Another moment of silence follows, with only the soft chirping of birds and the wind sweeping over the plains to offer some sounds. The curiosity and nerves are gnawing but I wait patiently, not wanting to pressure Minho into talking. He'll speak up when he's ready, and he's free to take as much time as he needs.

The tension that hung between us before is almost gone, and I realize that I'm already happy to have him next to me again, even though I still have no idea what his story is. It's funny how weak I am when it comes to Minho, practically forgiving him before he even said anything.

"Jisung, I lied to you," the raven-haired boy next to me suddenly speaks up, keeping his eyes on Twilight and Valkyrie, who are peacefully grazing in the distance. He softly nibbles on his lower lip, obviously still deep in thought.

I look at him in confusion, my brows knitting together in a small frown.

"About what?" I suspiciously ask, suddenly worrying about what direction this conversation will go into. I'm honestly not sure how much I can handle, and I can merely hope that what Minho tells me won't be the end of everything between us.

But then again, we already are on our second chance.

The older chuckles softly upon seeing my expression but quickly wipes the smile off his face again and sighs. "I am gay. Very gay, especially for you, but Minho always pretended to be straight, more for himself than for anyone else."

Minho? Is he talking in third person now? My eyes wander to his player menu, floating next to his head. Lee Know, Minho, is he trying to imply something? Making assumptions is so tempting, but I've done that enough when it comes to this boy.

"Ever since I found out about my own sexuality, I've been fighting it with all I have. Yes, I used girls for that, and it's something I'm not proud of. Chan hyung convinced me to buy Anthem of Fighting, hoping that it would distract me from that habit because obviously, it was hurting me and all the girls as well. For months, it did nothing."

He pauses, and a small smile plays on his lips, bitter yet genuine. "Then I saw a guy online, chased by three monster pigs that were far above his level, I decided to be a good guy for once, and I saved him. You. I never believed in love at first sight, but you made me rethink my beliefs."

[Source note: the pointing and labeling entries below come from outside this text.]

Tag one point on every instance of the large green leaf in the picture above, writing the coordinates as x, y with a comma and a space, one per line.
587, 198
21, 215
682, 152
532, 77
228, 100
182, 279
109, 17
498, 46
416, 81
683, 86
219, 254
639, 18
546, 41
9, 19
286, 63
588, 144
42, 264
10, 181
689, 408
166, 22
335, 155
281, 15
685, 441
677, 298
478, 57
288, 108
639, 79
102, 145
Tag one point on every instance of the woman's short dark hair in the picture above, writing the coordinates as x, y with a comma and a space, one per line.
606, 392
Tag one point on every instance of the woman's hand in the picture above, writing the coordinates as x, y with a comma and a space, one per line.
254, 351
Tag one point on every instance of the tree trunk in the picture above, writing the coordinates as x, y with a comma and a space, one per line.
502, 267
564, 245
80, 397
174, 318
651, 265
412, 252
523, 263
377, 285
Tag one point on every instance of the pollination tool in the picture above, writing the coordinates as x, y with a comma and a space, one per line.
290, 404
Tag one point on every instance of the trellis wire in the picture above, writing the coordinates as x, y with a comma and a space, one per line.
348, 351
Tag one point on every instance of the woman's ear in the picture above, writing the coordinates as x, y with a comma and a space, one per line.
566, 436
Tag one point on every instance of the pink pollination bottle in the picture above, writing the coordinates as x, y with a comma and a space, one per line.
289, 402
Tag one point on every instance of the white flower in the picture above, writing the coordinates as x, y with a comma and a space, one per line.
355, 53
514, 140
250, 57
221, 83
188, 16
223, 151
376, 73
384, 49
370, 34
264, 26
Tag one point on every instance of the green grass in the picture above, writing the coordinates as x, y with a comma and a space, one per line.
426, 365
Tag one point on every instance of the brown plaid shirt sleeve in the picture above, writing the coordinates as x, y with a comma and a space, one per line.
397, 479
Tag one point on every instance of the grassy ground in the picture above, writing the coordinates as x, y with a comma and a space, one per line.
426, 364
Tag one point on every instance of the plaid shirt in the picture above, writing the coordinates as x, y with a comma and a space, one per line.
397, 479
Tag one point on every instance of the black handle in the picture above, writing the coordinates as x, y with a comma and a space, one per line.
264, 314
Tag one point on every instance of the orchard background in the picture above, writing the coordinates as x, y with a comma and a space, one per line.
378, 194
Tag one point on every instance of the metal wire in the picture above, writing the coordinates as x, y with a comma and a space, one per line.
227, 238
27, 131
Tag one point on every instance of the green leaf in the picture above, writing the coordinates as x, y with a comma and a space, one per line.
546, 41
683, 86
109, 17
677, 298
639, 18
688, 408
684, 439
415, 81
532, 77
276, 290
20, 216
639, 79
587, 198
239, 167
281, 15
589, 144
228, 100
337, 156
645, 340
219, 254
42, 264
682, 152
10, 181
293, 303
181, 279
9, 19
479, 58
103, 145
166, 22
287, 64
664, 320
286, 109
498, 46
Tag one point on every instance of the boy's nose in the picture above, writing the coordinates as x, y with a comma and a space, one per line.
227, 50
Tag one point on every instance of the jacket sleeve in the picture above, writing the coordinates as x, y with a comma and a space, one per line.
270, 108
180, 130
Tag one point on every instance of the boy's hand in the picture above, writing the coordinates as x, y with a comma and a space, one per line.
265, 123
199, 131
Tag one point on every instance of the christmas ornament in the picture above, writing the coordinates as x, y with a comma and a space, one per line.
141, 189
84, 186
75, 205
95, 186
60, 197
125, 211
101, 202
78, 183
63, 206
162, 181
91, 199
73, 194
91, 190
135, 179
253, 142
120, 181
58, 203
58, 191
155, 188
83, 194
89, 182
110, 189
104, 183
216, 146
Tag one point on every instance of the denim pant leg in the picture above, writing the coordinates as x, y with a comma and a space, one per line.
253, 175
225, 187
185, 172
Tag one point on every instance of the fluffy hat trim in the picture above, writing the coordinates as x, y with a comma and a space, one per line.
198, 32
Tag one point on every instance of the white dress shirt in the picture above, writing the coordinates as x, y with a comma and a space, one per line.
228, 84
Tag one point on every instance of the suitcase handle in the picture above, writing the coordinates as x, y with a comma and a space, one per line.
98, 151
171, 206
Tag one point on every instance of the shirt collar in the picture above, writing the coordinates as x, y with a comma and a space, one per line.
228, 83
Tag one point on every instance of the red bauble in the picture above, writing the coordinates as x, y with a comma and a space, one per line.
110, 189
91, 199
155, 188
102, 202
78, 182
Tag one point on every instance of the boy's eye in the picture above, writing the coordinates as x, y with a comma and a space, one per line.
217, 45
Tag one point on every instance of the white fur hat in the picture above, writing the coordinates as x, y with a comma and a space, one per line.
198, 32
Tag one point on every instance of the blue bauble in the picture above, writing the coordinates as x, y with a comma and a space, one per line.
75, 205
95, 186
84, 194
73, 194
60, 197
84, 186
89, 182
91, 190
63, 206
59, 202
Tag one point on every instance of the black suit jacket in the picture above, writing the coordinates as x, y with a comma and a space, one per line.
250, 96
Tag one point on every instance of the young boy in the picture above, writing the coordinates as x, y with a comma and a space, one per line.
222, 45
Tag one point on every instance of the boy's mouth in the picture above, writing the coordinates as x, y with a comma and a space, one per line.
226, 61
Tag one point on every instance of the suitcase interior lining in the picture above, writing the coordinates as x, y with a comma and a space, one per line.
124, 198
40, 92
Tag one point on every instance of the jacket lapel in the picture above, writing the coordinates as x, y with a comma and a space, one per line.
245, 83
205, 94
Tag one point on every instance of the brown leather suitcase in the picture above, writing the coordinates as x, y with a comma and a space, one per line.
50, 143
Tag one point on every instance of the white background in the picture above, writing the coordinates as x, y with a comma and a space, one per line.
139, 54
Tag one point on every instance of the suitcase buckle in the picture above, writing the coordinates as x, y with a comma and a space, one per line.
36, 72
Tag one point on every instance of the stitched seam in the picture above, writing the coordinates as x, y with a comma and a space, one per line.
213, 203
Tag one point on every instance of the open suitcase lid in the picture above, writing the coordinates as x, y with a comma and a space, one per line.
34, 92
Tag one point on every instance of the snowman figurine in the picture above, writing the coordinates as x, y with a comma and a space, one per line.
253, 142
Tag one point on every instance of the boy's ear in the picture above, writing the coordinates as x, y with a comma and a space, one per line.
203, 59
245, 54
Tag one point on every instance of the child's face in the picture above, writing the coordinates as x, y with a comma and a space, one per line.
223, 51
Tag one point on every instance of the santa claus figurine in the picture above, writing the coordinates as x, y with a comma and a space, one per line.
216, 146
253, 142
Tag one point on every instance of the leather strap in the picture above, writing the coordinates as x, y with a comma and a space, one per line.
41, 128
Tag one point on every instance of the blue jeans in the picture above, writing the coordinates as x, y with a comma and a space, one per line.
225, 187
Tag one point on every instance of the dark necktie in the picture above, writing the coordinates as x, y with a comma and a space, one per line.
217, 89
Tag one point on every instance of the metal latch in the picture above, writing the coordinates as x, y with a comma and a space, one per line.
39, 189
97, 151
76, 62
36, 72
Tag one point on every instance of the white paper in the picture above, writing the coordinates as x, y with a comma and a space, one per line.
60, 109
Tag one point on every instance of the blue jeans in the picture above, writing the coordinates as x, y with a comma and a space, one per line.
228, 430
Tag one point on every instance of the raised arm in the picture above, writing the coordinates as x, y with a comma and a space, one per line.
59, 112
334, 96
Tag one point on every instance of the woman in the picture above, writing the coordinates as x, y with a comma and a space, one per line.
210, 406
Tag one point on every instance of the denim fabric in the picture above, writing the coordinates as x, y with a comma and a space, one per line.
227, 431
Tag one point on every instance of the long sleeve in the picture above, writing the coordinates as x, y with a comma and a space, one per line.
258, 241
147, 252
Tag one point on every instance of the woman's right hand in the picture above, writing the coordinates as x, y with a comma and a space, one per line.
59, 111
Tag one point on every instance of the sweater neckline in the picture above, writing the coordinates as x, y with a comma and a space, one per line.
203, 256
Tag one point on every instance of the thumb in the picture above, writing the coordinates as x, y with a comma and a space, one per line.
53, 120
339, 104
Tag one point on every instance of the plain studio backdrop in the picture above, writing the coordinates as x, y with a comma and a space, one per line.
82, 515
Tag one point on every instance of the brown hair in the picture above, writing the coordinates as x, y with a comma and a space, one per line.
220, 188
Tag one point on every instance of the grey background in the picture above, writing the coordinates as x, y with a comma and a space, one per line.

Then he laughs, the sound void of any humor. "My online life was quick to become the best thing that ever happened to me. I had you, and you made me the happiest person alive. But the more I fell for you, the more I started to struggle in real life. Yes, I stopped dating random girls, because you were all that mattered to me, but at the same time, my internal struggles were too much to handle, and I harshly pushed the boy I loved so much away from me as soon as he saw me in real life. It broke me, but there was this little voice inside my head that told me to keep it up, to protect myself."

Minho looks up, and his eyes are glossed over with tears as they meet mine. "Maybe you were excited about meeting me in real life one day, but you met the real me online. Lee Know is more real than Lee Minho will ever be."

The last sentence he spoke catches me off-guard and combined with the tears that threaten to leave the boy's eyes, it makes my breath hitch in my throat. That one sentence is enough to bring back the feeling of dread to my consciousness, like a cold hand slowly squeezing my heart. The boy in black swallows thickly, and continues.

"I used to have a twin brother. We were really close, he was my everything and I was his. Everything we did, we did together. Not because people expected us to, being twins and all, but because we genuinely wanted to. Maybe our bond was unusually deep, but whatever, it doesn't matter any longer anyway.